Após uma audiência privada de quase uma hora nesta quinta-feira com o Papa Francisco, no Vaticano, o ex-presidente Luiz Inácio Lula da Silva afirmou que o argentino é um personagem “inspirador” e disse ter ficado muito “satisfeito” em conhecê-lo. O petista também disse que não tratou sobre o presidente Jair Bolsonaro e a gestão dele no Brasil durante a conversa com o pontifíce.
O encontro entre o brasileiro e o líder religioso argentino, o primeiro entre eles, aconteceu na casa de hóspedes Santa Marta, onde mora o papa, dentro do Vaticano, e foi intermediado pelo presidente da Argentina, Alberto Fernández, que visitou o conterrâneo em Roma no ultimo dia 31.
Lula chegou ao Vaticano acompanhando por uma pequena comitiva na qual estavam o ex-ministro Celso Amorim (que comandou o Itamaraty nos seus oito anos de governo) e seu fotógrafo oficial, Ricardo Stuckert, que registrou o encontro. A audiência foi tratada com discrição pelo Vaticano, que não a incluiu nos eventos oficiais de Francisco.
O ex-presidente afirmou ter conversado com o papa sobre o combate à pobreza, o desenvolvimento econômico voltado aos pobres e a defesa do meio ambiente. Lula disse ter lido o documento final do pontífice sobre o Sínodo da Amazônia, divulgado ontem, mas que eles não falaram especificamente sobre a floresta. Indagado se o governo de Jair Bolsonaro foi tratado na conversa, Lula limitou-se a dizer:
— Não podia vir aqui para discutir Bolsonaro — afirmou Lula em uma rápida conversa com jornalistas, na noite desta quinta, na sede da Confederação Geral dos Trabalhadores Italianos, uma espécie de CUT local, onde participou de um debate.
Lula e sua assessoria se recusaram a informar se o chamado “lawfare” (prática de manipulação do sistema jurídico para fins políticos) esteve entre os temas do encontro. Francisco recebeu em dezembro de 2018 de Chico Buarque e da namorada, a advogada Carol Proner, um dossiê sobre o tema relacionando-o à condenação do ex-presidente.
— A minha vinda teve o objetivo principal de discutir com o papa a questão da desigualdade e de sua luta em defesa de uma boa política ambiental. Todo mundo sabe que os trabalhadores estão perdendo direitos, as conquistas que tivemos no século XX estão sendo derrubadas pela ganância dos interesses empresarias e financeiros. E estamos percebendo que há uma má vontade dos governantes, apesar dos discursos, de se preocuparem com a questão ambiental — afirmou.
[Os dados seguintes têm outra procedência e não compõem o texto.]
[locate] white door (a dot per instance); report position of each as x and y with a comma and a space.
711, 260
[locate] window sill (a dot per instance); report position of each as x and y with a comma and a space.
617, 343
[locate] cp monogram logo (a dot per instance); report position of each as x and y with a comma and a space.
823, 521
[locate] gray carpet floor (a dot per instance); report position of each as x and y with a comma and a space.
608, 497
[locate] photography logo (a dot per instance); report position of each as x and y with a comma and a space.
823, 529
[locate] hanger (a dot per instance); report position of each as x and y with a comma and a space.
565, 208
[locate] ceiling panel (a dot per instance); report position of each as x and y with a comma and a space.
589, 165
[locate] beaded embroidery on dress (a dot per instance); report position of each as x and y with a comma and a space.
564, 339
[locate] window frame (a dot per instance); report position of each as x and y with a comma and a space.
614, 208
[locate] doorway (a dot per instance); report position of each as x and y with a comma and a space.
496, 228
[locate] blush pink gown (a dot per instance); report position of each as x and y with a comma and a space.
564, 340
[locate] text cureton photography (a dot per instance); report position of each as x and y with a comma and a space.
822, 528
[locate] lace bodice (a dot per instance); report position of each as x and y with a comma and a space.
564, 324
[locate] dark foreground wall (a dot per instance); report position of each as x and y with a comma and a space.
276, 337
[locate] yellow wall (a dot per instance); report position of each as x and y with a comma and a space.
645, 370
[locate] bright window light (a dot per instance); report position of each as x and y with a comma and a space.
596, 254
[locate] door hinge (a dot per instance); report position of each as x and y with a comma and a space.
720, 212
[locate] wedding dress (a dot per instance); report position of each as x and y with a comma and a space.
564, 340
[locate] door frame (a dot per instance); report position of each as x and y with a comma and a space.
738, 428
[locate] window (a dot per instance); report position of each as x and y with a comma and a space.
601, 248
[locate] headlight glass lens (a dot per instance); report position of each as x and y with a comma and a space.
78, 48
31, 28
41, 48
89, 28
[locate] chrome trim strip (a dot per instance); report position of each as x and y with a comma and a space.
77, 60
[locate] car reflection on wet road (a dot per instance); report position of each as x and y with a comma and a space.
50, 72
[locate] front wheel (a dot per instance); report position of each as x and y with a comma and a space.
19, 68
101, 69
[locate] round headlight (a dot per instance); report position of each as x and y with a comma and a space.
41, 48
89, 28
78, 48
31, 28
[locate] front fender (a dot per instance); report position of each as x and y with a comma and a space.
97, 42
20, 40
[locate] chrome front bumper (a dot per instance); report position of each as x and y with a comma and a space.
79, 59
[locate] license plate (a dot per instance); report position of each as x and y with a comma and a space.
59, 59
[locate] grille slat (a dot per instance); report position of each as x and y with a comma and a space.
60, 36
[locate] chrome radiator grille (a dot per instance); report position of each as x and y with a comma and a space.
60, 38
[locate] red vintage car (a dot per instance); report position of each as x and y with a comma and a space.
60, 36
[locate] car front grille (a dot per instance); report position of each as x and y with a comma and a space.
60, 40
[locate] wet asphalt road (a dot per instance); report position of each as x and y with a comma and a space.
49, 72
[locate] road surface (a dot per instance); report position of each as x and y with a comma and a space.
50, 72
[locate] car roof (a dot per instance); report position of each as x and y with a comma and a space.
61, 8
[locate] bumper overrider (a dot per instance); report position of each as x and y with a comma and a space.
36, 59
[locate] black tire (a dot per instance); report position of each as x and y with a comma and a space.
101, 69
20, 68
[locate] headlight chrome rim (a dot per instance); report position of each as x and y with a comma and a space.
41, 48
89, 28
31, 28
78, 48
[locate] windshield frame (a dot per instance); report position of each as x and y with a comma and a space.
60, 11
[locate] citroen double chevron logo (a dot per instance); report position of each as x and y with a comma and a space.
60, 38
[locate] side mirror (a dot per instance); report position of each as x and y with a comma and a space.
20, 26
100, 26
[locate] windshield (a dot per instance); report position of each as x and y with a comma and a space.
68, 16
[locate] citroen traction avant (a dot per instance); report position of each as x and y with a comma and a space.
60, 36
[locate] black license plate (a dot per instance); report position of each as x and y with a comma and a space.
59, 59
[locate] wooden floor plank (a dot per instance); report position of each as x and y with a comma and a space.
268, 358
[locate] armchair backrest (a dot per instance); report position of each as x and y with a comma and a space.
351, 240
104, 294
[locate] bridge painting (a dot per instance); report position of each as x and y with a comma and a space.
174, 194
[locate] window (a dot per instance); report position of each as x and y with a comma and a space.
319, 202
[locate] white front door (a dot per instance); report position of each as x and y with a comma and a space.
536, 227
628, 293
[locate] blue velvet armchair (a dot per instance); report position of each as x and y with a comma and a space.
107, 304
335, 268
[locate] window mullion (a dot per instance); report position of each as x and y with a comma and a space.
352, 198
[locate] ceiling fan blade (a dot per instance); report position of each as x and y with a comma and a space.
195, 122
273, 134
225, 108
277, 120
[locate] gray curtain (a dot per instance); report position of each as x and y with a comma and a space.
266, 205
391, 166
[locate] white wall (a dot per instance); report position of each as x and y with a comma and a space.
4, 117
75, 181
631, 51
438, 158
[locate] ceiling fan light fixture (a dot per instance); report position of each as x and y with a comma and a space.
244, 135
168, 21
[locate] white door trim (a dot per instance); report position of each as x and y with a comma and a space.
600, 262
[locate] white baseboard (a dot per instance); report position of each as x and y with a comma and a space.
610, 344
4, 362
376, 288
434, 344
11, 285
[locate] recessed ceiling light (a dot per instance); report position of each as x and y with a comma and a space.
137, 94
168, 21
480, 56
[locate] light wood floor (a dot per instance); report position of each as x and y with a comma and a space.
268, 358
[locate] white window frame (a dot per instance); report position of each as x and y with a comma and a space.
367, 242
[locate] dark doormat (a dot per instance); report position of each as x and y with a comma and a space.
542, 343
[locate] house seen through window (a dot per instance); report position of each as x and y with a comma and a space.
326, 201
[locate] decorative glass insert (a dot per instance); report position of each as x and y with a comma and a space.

Elogios ao líder religioso
Durante a entrevista que sucedeu o encontro, Lula fez observações positivas sobre Francisco:
— Se todo ser humano, ao atingir 84 anos (Jorge Mario Bergoglio fez 83 em dezembro), tiver a força, a disposição e a garra que ele tem em levantar temas instigantes para o debate, podemos encontrar soluções mais fáceis — disse o ex-presidente, que completou: — Uma frase muito alentadora que ouvi do papa é que ele quer fazer coisas que sejam irreversíveis, que fiquem para sempre no seio da sociedade.
Lula também exaltou um evento que o Vaticano vai organizar no final do próximo mês na cidade italiana de Assis (intitulado “Economy of Francesco”, a Economia de Francisco) para discutir com 500 jovens de todo o mundo um pacto para mudar a economia mundial.
— Quando Francisco toma a atitude de fazer um encontro para discutir a igualdade, chamando jovens para debater a nova economia, é uma decisão alentadora, que toca num assunto essencial para o futuro dos trabalhadores. Quem é que vai oferecer trabalho e oportunidades para as pessoas pobres? — perguntou.
Ao participar do evento na central sindical romana, Lula contou ter se inspirado no início de sua carreira de sindicalista no modelo do país, onde disse ter aprendido que “sindicato não é um órgão de colaboração, mas de contestação”.
O ex-presidente afirmou que retorna ao Brasil na manhã de sexta-feira, ressaltando que espera voltar para casa com a mesma disposição do papa para brigar por um mundo melhor. Antes, sua assessoria confirmou que ele ficaria mais um dia em Roma cumprindo uma “agenda pessoal”.
Esta é a primeira viagem internacional do petista desde que ele deixou a prisão, em novembro. Além do papa Francisco, ele se reuniu com lideranças da esquerda italiana, de sindicatos e de organismos de direitos humanos.
O ex-presidente também conheceu brasileiros residentes na Itália que integram o Comitê Lula Livre, criado para apoiá-lo após sua prisão por causa da Lava Jato, em abril de 2018.